Among them, the globally innovative Yttrium [90Y] Carbon Microsphere Injection is the first radiopharmaceutical to conduct Phase I clinical trials for pancreatic cancer in China, enabling precision targeted therapy for liver and pancreatic cancers.

In terms of competitive barriers, Neurite Medical has established three core advantages:

China’s first commercial 30MeV cyclotron achieves stable radionuclide production, with a single unit meeting 30% of domestic market demand;

Layout of high-profile therapeutic radionuclides such as Radium-226 and Lead-212;

15% market share of germanium-gallium generators in Southeast Asia, with strong overseas advantages.

Enterprises that master both radionuclide supply and drug R&D capabilities will gain significantly enhanced bargaining power in the industrial chain—this is the underlying logic why major global radiopharma companies simultaneously deploy reactor resources, radiochemistry platforms, and drug pipelines.

Neurite Medical has conquered multiple "bottleneck" technologies, pioneered a complete radiopharmaceutical industrial chain, completed two consecutive financings totaling nearly 2 billion yuan, and is preparing for a STAR Market IPO—clear proof of capital’s high recognition of its full "radionuclide + drug" industrial chain capabilities.

The value of China’s radiopharmaceutical assets is undergoing a systematic reassessment.

03、China’s Radiopharma "Beachhead Campaign"

Over the past two years, radiopharmaceuticals have stood out as one of the few golden tracks in biomedicine untouched by the "capital winter". Novartis’ Pluvicto neared $2 billion in sales in 2025, growing by over 40% for two consecutive years, validating the market potential of targeted radiotherapy.

In China, research and production of medical radioisotopes and radiopharmaceuticals began in the 1950s.

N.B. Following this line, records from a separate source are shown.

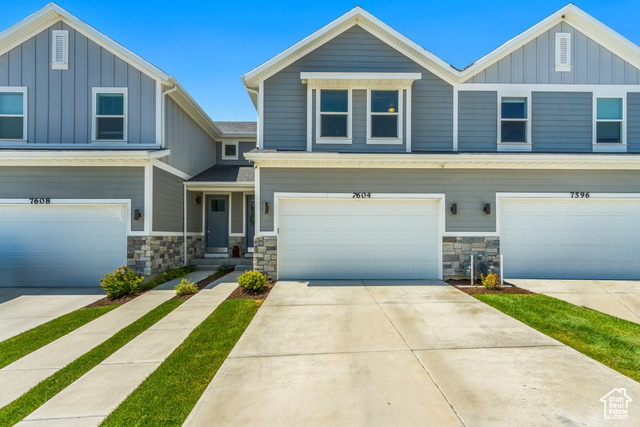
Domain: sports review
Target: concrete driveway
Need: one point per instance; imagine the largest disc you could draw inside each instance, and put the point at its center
(24, 308)
(399, 353)
(617, 298)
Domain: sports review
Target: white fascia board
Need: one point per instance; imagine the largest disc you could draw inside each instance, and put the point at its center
(448, 161)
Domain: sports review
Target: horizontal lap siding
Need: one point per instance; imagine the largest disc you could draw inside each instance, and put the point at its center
(356, 50)
(168, 199)
(470, 189)
(76, 183)
(60, 101)
(562, 121)
(477, 121)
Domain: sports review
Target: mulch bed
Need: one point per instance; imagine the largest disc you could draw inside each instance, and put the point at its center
(465, 286)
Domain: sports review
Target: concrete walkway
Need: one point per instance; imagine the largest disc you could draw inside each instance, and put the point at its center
(616, 298)
(400, 353)
(18, 377)
(22, 309)
(90, 399)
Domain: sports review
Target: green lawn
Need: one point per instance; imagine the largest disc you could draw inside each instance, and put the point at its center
(38, 395)
(168, 395)
(19, 346)
(609, 340)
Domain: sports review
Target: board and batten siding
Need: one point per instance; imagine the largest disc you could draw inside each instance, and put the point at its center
(477, 121)
(562, 121)
(535, 63)
(355, 50)
(192, 149)
(57, 182)
(469, 188)
(60, 101)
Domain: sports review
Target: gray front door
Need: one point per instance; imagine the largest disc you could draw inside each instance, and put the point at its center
(251, 219)
(218, 224)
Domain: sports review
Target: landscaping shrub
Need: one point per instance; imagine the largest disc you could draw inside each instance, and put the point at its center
(122, 281)
(252, 280)
(491, 281)
(186, 287)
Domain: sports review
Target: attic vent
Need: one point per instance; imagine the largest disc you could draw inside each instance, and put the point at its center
(563, 52)
(60, 50)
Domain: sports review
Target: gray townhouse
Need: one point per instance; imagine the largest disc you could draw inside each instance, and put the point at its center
(371, 157)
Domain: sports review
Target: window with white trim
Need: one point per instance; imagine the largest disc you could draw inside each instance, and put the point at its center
(385, 117)
(13, 114)
(563, 52)
(609, 121)
(514, 120)
(230, 150)
(109, 114)
(60, 50)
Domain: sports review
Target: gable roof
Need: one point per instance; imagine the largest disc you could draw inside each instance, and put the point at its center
(573, 15)
(52, 13)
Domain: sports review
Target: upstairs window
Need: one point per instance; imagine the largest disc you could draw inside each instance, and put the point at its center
(13, 124)
(334, 114)
(60, 50)
(609, 117)
(513, 120)
(110, 114)
(384, 117)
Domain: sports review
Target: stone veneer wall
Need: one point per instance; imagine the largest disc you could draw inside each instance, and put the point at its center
(456, 252)
(265, 255)
(154, 254)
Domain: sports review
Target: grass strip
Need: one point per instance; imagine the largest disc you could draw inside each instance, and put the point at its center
(19, 346)
(609, 340)
(169, 394)
(45, 390)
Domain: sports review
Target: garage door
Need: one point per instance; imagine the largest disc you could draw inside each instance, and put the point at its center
(60, 245)
(571, 238)
(357, 239)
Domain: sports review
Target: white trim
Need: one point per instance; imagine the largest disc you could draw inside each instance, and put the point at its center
(439, 197)
(167, 168)
(64, 64)
(25, 111)
(604, 147)
(559, 65)
(94, 128)
(235, 144)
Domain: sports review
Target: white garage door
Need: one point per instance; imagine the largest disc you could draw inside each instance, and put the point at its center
(60, 245)
(358, 239)
(592, 238)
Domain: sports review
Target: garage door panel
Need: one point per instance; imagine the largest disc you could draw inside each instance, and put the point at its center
(571, 238)
(353, 239)
(60, 245)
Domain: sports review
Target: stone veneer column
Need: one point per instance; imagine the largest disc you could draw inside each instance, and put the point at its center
(456, 252)
(265, 255)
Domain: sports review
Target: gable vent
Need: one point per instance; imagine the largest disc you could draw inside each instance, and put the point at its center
(563, 52)
(60, 50)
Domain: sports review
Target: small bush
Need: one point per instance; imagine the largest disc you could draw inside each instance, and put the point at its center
(252, 280)
(186, 287)
(491, 281)
(123, 281)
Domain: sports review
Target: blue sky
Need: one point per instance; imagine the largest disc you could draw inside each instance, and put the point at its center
(208, 45)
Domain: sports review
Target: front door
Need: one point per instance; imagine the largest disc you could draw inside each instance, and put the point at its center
(218, 224)
(251, 220)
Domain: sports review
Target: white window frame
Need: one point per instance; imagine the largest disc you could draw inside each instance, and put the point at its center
(23, 90)
(94, 128)
(60, 65)
(399, 140)
(604, 147)
(334, 139)
(559, 65)
(235, 144)
(514, 146)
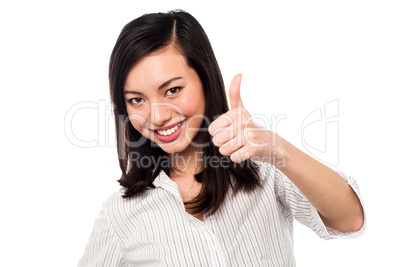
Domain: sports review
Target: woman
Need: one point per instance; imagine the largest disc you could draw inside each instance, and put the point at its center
(203, 185)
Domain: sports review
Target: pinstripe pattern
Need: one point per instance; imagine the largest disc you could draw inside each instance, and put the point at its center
(254, 229)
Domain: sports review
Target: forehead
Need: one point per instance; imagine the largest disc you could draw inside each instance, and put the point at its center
(156, 68)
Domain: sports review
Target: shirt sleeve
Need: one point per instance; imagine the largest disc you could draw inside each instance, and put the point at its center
(304, 212)
(103, 247)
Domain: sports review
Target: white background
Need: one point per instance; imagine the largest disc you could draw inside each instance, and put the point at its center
(296, 56)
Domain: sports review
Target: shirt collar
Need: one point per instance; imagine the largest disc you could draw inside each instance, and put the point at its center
(164, 181)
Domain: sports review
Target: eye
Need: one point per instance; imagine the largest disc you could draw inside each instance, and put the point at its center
(135, 100)
(173, 91)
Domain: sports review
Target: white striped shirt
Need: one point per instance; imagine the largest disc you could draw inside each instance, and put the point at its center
(249, 229)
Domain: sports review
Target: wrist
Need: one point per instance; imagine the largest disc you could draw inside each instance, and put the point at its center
(276, 151)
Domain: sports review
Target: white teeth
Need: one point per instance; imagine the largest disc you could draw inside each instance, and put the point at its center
(170, 131)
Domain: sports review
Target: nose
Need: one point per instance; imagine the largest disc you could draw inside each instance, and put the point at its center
(161, 114)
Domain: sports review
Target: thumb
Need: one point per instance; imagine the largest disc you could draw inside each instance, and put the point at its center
(234, 92)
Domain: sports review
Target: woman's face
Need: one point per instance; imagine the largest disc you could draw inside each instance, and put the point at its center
(165, 100)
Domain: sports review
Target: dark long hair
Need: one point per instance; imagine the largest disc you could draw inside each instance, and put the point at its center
(142, 36)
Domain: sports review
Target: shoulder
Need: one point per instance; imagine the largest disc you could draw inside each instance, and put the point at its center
(115, 205)
(266, 171)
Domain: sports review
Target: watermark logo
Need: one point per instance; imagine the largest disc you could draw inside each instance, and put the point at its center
(319, 129)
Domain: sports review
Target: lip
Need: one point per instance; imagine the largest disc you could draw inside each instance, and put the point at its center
(173, 136)
(167, 127)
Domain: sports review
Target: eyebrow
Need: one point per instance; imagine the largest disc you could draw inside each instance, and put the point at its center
(163, 85)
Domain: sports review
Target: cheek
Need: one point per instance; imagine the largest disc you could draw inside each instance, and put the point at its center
(193, 105)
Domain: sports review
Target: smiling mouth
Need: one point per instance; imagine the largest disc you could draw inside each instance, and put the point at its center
(170, 130)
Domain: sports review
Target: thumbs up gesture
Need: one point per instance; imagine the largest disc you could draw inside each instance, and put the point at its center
(236, 134)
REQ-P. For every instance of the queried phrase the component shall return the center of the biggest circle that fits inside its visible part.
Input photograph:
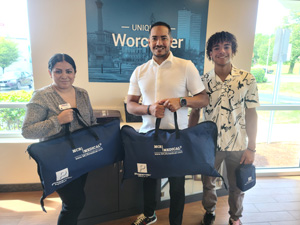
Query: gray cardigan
(41, 116)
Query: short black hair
(218, 38)
(160, 23)
(60, 57)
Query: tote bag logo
(142, 168)
(160, 150)
(62, 176)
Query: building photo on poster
(118, 31)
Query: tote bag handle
(157, 124)
(83, 123)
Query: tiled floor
(273, 201)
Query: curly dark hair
(218, 38)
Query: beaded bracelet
(252, 150)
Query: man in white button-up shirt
(233, 97)
(164, 82)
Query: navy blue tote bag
(170, 153)
(63, 159)
(245, 176)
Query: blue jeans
(177, 198)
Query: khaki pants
(236, 196)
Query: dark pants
(177, 198)
(73, 199)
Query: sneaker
(234, 222)
(208, 219)
(144, 220)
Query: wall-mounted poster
(118, 31)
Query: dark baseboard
(20, 187)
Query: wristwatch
(182, 102)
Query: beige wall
(60, 26)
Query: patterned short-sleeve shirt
(228, 101)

Entering the 21st century, the regulatory system for such drugs has steadily improved. Especially since the 14th Five-Year Plan, the state has prioritized supporting the radiopharmaceutical sector, issuing multiple supportive policies intensively over the past three years.

Driven by policy and technology, China’s radiopharmaceutical market is experiencing explosive growth. According to Frost & Sullivan, China’s radiopharmaceutical market will expand from 5 billion yuan in 2023 to 26 billion yuan by 2030, with a compound annual growth rate (CAGR) of 22.7%.

Globally, the CAGR of new drug pipelines for both therapeutic and diagnostic radiopharmaceuticals exceeds 20%, with RDCs reaching 28.4%. As of November 2025, per Insight Database, China accounted for nearly half (49%) of new global RDC pipeline additions.

Domestically, the market has long been a "duopoly": China National Nuclear Corporation and Dongcheng Pharmaceutical, relying on upstream radionuclide production and distribution networks, hold over 70% of the market share, yet focus mostly on mature generics such as 18F-FDG and 99mTc.

With the strong entry of emerging players, the market logic is undergoing a fundamental shift.

In addition to Rediopharma and Neurite Medical mentioned above, innovative firms such as Tongrui Medical and Fulian Technology, traditional pharma companies Yunnan Baiyao and By-Health, and ADC leaders Kelun-Biotech, Hengrui, and Baili Tianheng have all joined the race. More than 120 domestic enterprises and institutions are now engaged in RDC R&D.

Tongrui Bio, founded in 2021, has built a R&D and production base of over 28,000 square meters in Chengdu Medical City, holding a Class A Radiation Safety License and China’s first fully automated radiopharmaceutical production line.

Leveraging self-developed radionuclide production processes and customized automated facilities, Tongrui Bio solves industrial chain challenges while advancing its own pipeline. In January this year, its Class 1 therapeutic radiopharmaceutical TRC003 Injection received clinical approval—its fourth radiopharmaceutical and second PSMA-targeted therapeutic candidate. Its first clinical-stage therapeutic radiopharmaceutical, 177Lu-TR0471 Injection, has entered Phase I trials.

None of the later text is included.